Four months after raising questions about Apple's foreign earnings and taxes, the U.S. Securities and Exchange Commission has ended its investigation without plans to take any further action.
In June, the SEC initiated its examination of Apple's Form 10-K filing from September 2012 just shortly after the U.S. Senate's Permanent Subcommittee on Investigations had called the company's chief executive Tim Cook to testify about Apple's payment of taxes.
America's intense government scrutiny of one of its most successful companies relates to the fact that Apple maintains vast overseas holdings that it will not repatriate into the U.S. because American tax laws would claim over a third of it.
According to the LA Times, Congress drafted a report claiming that Apple was believed to have set up "a sophisticated series of international subsidiaries and tax strategies to cut its U.S. federal tax bill by $74 billion between 2009 and 2012."
However, Apple's earnings have increasingly shifted from the U.S. to international markets, where its business is conducted from countries that have lower tax rates. The company's international operations accounted for 61 percent of its revenue last year, and increased to two-thirds of its revenue in the first calendar quarter of 2013.
Apple's cash is in Ireland, not the Cayman Islands
The SEC initially asked for more information about Apple's holdings on June 13. Apple responded, stating that "substantially all of the Companyâs $40.4 billion in undistributed international earnings intended to be indefinitely reinvested in operations outside the U.S. (as of September 29, 2012) was generated by subsidiaries organized in Ireland, which has a statutory tax rate of 12.5%."
In other words, Apple's international earnings are held and taxed in Ireland, and the company plans to sit on them until they can be reinvested into its international operations.
Cook had earlier told the U.S. Congress, "We pay all the taxes we owe." The company estimates that it will pay $7 billion in federal U.S. taxes this year.
Cook's testimony also outlined that Apple does not use "tax gimmicks," specifically noting that it does not:
- Move its intellectual property into offshore tax havens and use it to sell products back into the U.S. in order to avoid U.S. tax.
- Use revolving loans from foreign subsidiaries to fund its domestic operations.
- Hold money on a Caribbean island
- Have a bank account in the Cayman Islands.
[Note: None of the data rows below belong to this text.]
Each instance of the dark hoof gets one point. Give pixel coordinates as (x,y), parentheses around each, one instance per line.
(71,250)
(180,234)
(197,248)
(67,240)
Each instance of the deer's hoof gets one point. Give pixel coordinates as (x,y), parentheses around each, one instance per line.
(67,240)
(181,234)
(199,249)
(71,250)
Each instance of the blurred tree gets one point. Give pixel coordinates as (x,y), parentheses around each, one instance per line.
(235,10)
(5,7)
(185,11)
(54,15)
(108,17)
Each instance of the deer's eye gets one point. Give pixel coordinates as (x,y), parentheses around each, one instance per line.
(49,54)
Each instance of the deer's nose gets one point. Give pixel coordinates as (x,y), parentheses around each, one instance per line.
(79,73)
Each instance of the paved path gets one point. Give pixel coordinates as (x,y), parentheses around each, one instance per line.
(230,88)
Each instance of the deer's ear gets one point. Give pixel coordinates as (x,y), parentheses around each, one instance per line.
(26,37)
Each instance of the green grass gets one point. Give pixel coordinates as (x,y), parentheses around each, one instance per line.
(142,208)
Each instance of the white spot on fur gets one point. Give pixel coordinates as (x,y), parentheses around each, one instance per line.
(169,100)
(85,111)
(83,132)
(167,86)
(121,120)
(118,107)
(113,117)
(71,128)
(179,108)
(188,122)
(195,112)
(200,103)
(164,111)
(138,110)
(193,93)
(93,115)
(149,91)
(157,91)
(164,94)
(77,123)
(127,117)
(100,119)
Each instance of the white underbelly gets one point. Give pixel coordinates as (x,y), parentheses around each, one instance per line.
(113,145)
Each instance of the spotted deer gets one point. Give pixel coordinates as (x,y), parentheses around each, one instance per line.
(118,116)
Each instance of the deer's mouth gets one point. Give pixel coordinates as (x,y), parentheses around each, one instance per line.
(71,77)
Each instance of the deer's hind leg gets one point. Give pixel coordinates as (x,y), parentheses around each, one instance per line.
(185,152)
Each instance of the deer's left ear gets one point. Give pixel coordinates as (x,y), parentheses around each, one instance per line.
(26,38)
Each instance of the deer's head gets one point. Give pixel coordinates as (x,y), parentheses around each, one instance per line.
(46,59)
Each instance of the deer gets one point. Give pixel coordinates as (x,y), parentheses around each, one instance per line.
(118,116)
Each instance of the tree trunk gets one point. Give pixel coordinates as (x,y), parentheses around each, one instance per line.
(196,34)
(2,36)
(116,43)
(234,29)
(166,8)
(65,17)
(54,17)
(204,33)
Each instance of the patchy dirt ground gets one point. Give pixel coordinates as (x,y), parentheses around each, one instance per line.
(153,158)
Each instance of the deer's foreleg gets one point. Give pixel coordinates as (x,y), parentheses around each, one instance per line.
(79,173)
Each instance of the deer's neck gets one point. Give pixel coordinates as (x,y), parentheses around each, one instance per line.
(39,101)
Investors blindly jonesing for a hit
A variety of shareholders have been intently interested in collecting a cut of Apple's cash earnings, with many complaining that the company's cash is currently earning only very conservative returns. However, were Apple to simply distribute its cash holdings to shareholders, over a third would vanish during repatriation from U.S. taxation.
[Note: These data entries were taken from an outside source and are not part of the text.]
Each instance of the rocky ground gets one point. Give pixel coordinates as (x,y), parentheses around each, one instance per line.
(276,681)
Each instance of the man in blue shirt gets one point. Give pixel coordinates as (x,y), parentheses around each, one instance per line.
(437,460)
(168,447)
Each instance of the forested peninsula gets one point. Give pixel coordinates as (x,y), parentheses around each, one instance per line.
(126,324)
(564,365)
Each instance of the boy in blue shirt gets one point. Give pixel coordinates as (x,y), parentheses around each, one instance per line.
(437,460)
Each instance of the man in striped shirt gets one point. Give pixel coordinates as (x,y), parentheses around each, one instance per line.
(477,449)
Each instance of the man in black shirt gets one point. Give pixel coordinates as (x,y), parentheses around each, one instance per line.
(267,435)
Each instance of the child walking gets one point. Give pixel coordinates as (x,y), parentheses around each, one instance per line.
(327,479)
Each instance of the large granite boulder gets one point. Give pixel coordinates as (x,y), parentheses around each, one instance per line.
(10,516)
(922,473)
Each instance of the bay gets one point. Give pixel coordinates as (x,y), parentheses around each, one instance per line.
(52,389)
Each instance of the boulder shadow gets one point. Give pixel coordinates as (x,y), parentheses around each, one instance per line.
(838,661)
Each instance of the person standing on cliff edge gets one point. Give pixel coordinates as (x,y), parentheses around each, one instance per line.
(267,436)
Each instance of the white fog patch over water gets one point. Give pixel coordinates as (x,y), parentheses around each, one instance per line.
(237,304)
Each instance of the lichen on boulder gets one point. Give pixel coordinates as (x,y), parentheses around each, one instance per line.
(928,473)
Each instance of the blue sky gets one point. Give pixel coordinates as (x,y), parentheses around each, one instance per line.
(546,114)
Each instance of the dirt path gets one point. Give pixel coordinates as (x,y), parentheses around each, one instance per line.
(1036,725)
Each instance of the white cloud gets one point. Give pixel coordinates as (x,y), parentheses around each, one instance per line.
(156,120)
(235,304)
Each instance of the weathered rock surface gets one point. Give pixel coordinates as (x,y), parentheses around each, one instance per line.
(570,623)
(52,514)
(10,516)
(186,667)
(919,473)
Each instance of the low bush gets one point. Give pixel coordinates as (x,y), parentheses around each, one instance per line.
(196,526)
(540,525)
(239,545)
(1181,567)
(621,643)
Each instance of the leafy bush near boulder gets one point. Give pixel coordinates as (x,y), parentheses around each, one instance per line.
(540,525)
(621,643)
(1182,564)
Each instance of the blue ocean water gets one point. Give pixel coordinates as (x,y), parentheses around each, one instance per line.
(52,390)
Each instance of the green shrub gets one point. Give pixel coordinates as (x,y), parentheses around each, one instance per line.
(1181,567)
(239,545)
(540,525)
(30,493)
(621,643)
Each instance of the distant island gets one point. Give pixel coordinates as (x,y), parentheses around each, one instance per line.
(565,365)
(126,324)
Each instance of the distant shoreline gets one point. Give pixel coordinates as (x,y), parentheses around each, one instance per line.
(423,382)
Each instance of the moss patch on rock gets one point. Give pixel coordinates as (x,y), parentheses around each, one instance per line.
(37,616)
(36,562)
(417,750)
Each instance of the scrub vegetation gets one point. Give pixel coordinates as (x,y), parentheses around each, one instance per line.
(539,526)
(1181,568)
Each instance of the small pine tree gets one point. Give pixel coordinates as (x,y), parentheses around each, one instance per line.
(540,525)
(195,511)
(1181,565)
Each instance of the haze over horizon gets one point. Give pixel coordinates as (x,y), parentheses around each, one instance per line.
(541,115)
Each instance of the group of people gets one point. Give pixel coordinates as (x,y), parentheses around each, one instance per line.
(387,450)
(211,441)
Recipients would also be taxed on those dividends as investment income, resulting in an even greater net loss of value in the form of taxation. There would also be nothing left to hold up Apple's stock price, which the market has valued at very close to nothing above its actual cash pile.
Wall Street remains baffled by Apple's business model of making products people want, rather than following Samsung or Amazon in selling large volumes at much lower (or zero) profits, a game plan many investors seem to consider more sustainable over the long term.
SEC: tell investors of Irish tax risks
In July, the SEC's primary response to Apple was that it should clarify that its "foreign" holdings were specifically Irish holdings.
"Your responses state that your Irish subsidiaries generated substantially all of your $40.4 billion in undistributed international earnings, creating a tax benefit of approximately $5.9 billion in 2012," the SEC wrote. "Thus, it appears that you should specifically reference the potential risks associated with any changes in Irish tax laws."
Apple responded, saying it would add references to Ireland and the potential for tax law changes in that country to have an impact on its operations. The company also clarified that its U.S. earnings were enough to fund its planned expenses, which would include capital investments in its Apple Campus 2 project, various U.S. Data Centers now under construction and retail expansions.
The company is also funding massive stock buybacks and large dividend payments to shareholders using debt, essentially borrowing against the value of its cash to benefit shareholders without squandering its resources on voluntary tax payments it does not have a legal obligation to pay.
The majority of Apple's domestic sales generate state sales taxes, are handled by retail employees who generate income and other payroll taxes, and have created one of America's healthiest and most prosperous new industries: mobile app development. App Store revenue is taxed domestically, both in end user sales and in the billions in income Apple pays out to its Mac and iOS developers.
At the beginning of September, the SEC noted that it had completed its review and had no plans to take further action related to Apple's income and tax matters.